The USA is also less polluted in urban areas because of the less dense population. And, of course, stricter regulations.
Industrious and resourceful sure, but ingenious?
Enough of this overpopulation crap! It is the “Malthusian Catastrophe” proven wrong so many times! http://en.wikipedia.org/wiki/Malthusian_catastrophe
Humans are not like animals, world population growth is slowing tremendously! With industrialization people have fewer children and put more money into those children. http://news.bbc.co.uk/2/hi/americas/3560433.stm
There is really not a lot of land on the planet which is save from all kinds of natural disasters – earth quakes, vulcanos, tornados, hurricanes, forest fires, draught, sand storms… Add to that, the fact that resources (coal, metals, arable land, fish, rivers …) are not always in convenient places. On top of that there is the historical development, cities and infrastructure just happens to be where they were built.
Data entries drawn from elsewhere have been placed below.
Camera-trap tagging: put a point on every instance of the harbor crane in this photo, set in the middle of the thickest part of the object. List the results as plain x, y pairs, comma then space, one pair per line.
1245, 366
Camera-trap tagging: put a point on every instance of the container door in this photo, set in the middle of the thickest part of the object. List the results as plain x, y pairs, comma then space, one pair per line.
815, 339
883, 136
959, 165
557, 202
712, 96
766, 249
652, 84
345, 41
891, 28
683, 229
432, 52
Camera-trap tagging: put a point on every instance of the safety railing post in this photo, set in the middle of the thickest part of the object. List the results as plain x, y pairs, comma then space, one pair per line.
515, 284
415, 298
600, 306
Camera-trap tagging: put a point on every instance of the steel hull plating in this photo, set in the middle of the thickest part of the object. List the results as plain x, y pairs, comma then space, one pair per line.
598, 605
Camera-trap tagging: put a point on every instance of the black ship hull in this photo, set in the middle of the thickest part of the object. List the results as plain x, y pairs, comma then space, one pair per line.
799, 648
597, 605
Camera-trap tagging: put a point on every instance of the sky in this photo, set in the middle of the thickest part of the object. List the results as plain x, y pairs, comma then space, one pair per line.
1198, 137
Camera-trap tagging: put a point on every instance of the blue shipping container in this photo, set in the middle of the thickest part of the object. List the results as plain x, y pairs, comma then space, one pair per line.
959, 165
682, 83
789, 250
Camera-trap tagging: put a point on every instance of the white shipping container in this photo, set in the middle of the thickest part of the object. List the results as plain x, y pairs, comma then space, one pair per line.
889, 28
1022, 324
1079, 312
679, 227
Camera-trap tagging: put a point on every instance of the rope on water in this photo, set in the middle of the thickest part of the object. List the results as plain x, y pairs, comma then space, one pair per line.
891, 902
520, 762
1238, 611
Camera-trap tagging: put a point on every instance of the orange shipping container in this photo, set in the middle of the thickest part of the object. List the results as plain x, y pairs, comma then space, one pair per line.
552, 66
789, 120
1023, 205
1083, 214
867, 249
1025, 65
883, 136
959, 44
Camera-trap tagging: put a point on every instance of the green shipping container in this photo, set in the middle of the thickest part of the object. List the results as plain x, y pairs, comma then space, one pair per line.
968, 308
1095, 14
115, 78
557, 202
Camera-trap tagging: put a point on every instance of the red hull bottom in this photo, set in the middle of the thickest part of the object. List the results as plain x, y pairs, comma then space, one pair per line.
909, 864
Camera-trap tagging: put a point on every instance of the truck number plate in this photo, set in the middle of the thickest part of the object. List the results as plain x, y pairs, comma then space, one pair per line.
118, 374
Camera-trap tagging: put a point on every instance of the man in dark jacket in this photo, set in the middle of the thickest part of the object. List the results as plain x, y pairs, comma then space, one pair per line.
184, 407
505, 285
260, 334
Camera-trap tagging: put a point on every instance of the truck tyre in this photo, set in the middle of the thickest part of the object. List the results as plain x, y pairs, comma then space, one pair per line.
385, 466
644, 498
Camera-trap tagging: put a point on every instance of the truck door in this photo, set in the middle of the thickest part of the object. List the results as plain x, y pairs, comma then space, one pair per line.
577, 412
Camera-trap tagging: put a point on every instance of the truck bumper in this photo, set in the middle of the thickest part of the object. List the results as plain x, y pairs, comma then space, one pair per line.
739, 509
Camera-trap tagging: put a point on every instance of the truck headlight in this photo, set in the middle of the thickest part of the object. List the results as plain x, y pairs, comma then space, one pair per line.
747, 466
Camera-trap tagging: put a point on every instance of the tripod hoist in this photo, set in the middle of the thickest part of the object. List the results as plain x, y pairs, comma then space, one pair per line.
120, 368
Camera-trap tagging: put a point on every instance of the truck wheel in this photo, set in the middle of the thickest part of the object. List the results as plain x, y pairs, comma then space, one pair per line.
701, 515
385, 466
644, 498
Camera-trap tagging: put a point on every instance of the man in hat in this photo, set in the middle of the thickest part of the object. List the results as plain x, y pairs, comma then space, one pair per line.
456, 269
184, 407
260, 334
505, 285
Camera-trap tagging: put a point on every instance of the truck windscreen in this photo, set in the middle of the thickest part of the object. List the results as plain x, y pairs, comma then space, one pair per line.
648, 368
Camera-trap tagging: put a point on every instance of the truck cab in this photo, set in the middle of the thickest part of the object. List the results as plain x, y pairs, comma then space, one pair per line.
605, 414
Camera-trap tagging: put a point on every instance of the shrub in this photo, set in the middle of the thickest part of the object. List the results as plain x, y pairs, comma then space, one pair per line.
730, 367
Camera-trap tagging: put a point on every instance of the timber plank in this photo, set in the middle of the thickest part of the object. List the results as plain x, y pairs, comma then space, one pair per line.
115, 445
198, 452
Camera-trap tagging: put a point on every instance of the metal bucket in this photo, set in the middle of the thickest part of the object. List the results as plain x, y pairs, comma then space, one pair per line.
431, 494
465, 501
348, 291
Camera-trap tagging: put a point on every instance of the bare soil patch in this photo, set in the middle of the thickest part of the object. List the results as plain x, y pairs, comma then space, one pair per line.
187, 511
Moving an entire populated area has a similar cost to that area being lost due to a natural disaster, so that’s not such an attractive proposition anyway.
Note that most of the time, the older parts of cities don’t get affected nearly as much as the newer neighborhoods.
It’s like some people learnt over the centuries about not being at the wrong place.
oh, and I’ll second Prior Semblance just below
Everything is a floodplain if the flood is big enough =p
When do the chariot races begin?
What’s the fuzz all about? That some Americans finally started to think? The Dutch do this for centuries to protect their houses.
That is completely different, the Dutch build their houses below sea level… This is an area far above sea level that only floods once in a great while… and they also, still, have levies, exactly like the Dutch do. Levies can only be made so high and still be economical and still actually work, though.
Also the army corps of engineers destroyed some levees to prevent large more densely populated areas from flooding.
Right, at the expense of the agricultural industry, they protected the cesspool, low income, welfare dependent, towns.
It is not the army corps of engineers place too make such decisions.
How about just not live in the flood plains and just use the land for farming in the rich soil.
Because people have to work the farm. When you’re working 14+ hour days regularly, having to drive 50+ miles to get to the farm isn’t practical or cost-effective. Also, it’s very hard to keep tabs on things from that distance.
You could be the owner and do it, but you’re going to have to pay help anyway (at a minimum harvest, but almost certainly at other times), and they won’t be able to afford to live too far away.
^this!!
I am sick to death of armchair central planners!
People are smart enough to take care of their own lives without basement virgins telling them what the best course of action is!
And they said no man is an island.
I think I’d be keeping the levee once I’d built it. Obviously with some enhancements to get a roadway over for vehicles. Plant some trees to give it some stability and make it more attractive. Plus the earth I’d dug out would make a nice large swimming pool in the future… or a big nasty bog.
Although you can see the levee in the first picture is already eroding, and they’re lucky the water on the outside isn’t too deep otherwise seepage would do them in. View from the porch might suck too! And no upstairs to move stuff to either!
lol,the video with the boat pretty much reminds me of half life 2 xD
Good luck to them all! I hope as many people make it safely outta this situation as possible.
If I were ever to live in a flood zone, I’d build my house on stilts.
The next hurricane will thank you
Damn.
At 0:20 in the vid, that guy TOTALLY runs that stop sign. I’M CALLIN THE COPS!!!